Additional evidence against contamination by INaT was obtained in five neurons by comparing currents elicited by depolarizing and hyperpolarizing voltage ramps. As illustrated in Figure 1, C and D, the amplitudes and voltage dependences of TTX-subtracted currents evoked by ramps of opposite polarity were not different, although the hyperpolarizing ramp was preceded by a 200 ms step to −35 mV to completely inactivate transient INaT. Thus, for eight neurons, the INaP magnitude at −35 mV for hyperpolarizing ramps was 311 ± 48 pA, half activation voltage was −43 ± 0.9 mV, and maximal steepness of the activation curve was 4.6 ± 0.2 mV−1, whereas for depolarizing ramps, these values were 313 ± 47 pA, −41 ± 1.2 mV, and 4.6 ± 0.1 mV−1, respectively (p > 0.05, paired Student's t test).
Although the maximum amplitude of INaP in slices varied from cell to cell over a fairly wide range (8–1600 pA; n = 177), the median was 385 pA, which is significantly higher than values reported for acutely dissociated neurons (Alzheimer et al., 1993a; Hammarstrom and Gage, 1999; Taddese and Bean, 2002) or for non-neural mammalian cells expressing human neuronal Na+ channels (Lossin et al., 2002). These rarely exceed 100 pA. At first, we thought to attribute the difference between experimental preparations to the fact that much of the dendritic membrane, which has been shown to possess Na+ channels (Huguenard et al., 1989; Stuart and Sakmann, 1994), remains intact in the brain slice. This conclusion seemed to be supported by the finding that the apparent INaP density calculated for the 67 neurons in which capacitance was measured (see Materials and Methods) was 0.3–14.3 pA/pF (median, 1.9 pA/pF), which is comparable with or smaller than values in acutely dissociated cells (Alzheimer et al., 1993a; Hammarstrom and Gage, 1998). The calculation, however, is based on the assumption that channels responsible for INaP are homogenously distributed throughout the neuron; in the next series of experiments, we found this assumption to be wrong.
Somatic Na+ channels do not open at subthreshold voltages
Because the functionally relevant consequences of INaP are primarily related to its activation at membrane potentials just below the spike threshold (Crill, 1996), we looked for somatic Na+ channel late openings in this voltage range. This could not be accomplished with channel recordings alone because the absolute value of the membrane potential is unknown and varies from cell to cell (Fleidervish et al., 1996, 1998). Therefore, while one pipette in cell-attached configuration recorded from Na+ channels, an additional whole-cell pipette in the same neuron was used to record membrane potential and inject current (Fig. 2).

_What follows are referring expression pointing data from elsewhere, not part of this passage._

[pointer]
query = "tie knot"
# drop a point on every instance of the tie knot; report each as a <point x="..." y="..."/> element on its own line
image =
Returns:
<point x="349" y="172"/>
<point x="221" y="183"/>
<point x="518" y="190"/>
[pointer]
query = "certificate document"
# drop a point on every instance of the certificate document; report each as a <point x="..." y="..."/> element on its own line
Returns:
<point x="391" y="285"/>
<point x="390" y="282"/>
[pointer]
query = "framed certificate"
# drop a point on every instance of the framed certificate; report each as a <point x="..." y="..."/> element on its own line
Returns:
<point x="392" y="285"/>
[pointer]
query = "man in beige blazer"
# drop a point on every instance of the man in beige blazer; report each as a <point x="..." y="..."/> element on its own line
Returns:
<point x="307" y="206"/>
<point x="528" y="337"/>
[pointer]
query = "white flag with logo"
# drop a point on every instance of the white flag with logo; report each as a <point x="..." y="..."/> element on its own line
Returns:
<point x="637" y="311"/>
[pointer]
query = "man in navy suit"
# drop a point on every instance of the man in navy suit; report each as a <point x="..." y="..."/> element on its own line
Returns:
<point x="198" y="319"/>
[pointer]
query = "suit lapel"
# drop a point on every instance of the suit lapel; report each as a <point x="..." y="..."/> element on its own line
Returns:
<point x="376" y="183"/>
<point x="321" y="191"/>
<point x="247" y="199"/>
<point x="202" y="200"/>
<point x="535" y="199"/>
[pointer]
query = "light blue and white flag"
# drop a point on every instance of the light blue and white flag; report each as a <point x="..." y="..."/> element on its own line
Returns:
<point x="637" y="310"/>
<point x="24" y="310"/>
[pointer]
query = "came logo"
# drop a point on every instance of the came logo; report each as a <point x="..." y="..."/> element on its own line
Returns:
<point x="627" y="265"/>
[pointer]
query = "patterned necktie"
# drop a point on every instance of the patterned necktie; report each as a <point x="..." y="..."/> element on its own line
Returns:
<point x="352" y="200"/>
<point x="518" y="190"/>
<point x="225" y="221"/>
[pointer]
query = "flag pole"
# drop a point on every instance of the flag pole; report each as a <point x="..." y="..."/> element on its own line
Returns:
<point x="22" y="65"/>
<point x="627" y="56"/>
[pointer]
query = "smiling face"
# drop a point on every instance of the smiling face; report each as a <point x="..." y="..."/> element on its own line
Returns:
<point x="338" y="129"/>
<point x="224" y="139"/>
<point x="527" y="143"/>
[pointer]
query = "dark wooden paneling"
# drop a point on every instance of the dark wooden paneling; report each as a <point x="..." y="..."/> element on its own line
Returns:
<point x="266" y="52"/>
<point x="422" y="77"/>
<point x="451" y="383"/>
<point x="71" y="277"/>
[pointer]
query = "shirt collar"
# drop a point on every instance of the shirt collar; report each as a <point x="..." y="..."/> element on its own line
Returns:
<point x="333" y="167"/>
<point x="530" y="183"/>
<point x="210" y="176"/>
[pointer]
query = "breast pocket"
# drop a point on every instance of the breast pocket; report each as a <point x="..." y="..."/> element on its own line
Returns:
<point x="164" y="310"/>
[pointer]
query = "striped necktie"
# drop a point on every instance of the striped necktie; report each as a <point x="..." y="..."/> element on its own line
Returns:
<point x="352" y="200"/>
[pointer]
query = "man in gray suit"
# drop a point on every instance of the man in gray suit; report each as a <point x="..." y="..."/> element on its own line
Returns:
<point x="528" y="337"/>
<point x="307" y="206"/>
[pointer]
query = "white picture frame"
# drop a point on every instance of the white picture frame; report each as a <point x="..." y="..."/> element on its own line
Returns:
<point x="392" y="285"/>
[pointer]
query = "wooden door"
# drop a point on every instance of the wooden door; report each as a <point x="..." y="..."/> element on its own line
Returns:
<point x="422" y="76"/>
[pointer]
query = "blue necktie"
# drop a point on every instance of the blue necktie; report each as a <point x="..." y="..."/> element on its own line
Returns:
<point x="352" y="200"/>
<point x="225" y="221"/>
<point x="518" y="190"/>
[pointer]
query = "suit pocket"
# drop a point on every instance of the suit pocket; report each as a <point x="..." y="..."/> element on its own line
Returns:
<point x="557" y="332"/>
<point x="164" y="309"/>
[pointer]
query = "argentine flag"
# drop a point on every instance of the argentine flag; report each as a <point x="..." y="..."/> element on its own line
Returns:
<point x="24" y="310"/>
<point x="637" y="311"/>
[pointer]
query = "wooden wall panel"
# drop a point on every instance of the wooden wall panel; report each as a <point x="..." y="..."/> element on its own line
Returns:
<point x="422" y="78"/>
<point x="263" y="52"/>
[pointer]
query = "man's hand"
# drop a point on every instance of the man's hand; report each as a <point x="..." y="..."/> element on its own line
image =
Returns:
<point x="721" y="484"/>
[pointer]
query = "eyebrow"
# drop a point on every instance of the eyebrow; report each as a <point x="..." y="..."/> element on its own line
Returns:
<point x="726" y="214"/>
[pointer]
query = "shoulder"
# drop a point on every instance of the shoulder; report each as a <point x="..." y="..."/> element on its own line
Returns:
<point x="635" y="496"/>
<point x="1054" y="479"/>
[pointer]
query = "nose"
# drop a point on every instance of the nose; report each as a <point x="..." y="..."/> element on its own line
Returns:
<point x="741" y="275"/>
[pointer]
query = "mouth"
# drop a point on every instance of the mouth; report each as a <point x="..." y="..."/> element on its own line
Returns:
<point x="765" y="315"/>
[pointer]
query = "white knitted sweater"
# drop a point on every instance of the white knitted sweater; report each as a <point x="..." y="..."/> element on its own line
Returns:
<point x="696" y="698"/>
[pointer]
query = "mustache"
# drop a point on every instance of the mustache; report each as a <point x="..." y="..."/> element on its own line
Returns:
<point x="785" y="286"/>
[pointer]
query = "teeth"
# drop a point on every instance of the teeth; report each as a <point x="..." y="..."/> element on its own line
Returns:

Na+ channels in cell-attached patches were identified on the basis of their characteristic voltage dependence and conductance, as described in detail by Fleidervish et al. (1996). Briefly, Na+ channel openings first appeared at test pulse amplitudes between Vr + 10 and Vr + 25 mV, and a progressive increase in test potential amplitude caused openings to cluster at the beginning of the pulse and late openings to become rarer. Slope conductance, as determined from a linear fit to the I–V curve of the single open channel in the range of Vr + 20 to Vr + 70 mV, was 15 ± 2 pS; the extrapolated reversal potential was Vr + 156 ± 12 mV (n = 5). Assuming that Vr is near −77 mV (Fleidervish et al., 1996, 1998), we estimate from the Nernst equation an internal Na+ activity of ∼7 mm.
As illustrated in Figure 2A, depolarizing voltage pulses applied to the patch pipette and action potentials elicited by suprathreshold current steps were associated with transient Na+ channel openings. However, depolarization of the membrane to voltages just below threshold elicited no detectible Na+ channel openings (n = 500 trials) (Fig. 2B). Quantitative evaluation of the open probability of a single Na+ channel at subthreshold voltages shows that it is negligible, although some INaP is generated somewhere in the neuron at this voltage (Brown et al., 1994). The neuron in Figure 2 is representative of six cells in which we systematically sought late openings with prolonged, subthreshold pulses. Because no Na+ channel openings were detected in 500, 250 ms depolarizing pulses, the ratio of the minimal duration of a detectable opening event (1 ms) to the total duration of the subthreshold depolarization (100 s), normalized to the number of channels in the patch (N = 28 in the cell in Fig. 2; see below), gave an upper limit of the open probability of <10−6 per channel.
Probability of late Na+ channel openings in somatic patches
To determine whether probability of late openings (Po) of somatic Na+ channels could account for whole-cell INaP, we recorded Na+ channel currents from somata of 19 neurons. Individual openings were clearly resolvable with a filter bandwidth open to 2–3.5 kHz (see Fig. 4). All patches contained multiple channels, as indicated by the appearance of overlapping opening events during the peak of the currents elicited by depolarizing steps. Although it would be possible to directly assess Po for late openings of an individual channel if the patch contained only one Na+ channel, in our multichannel patches, the late Na+ channel activity had to be normalized to the number of channels, N, a value which had to be explicitly determined.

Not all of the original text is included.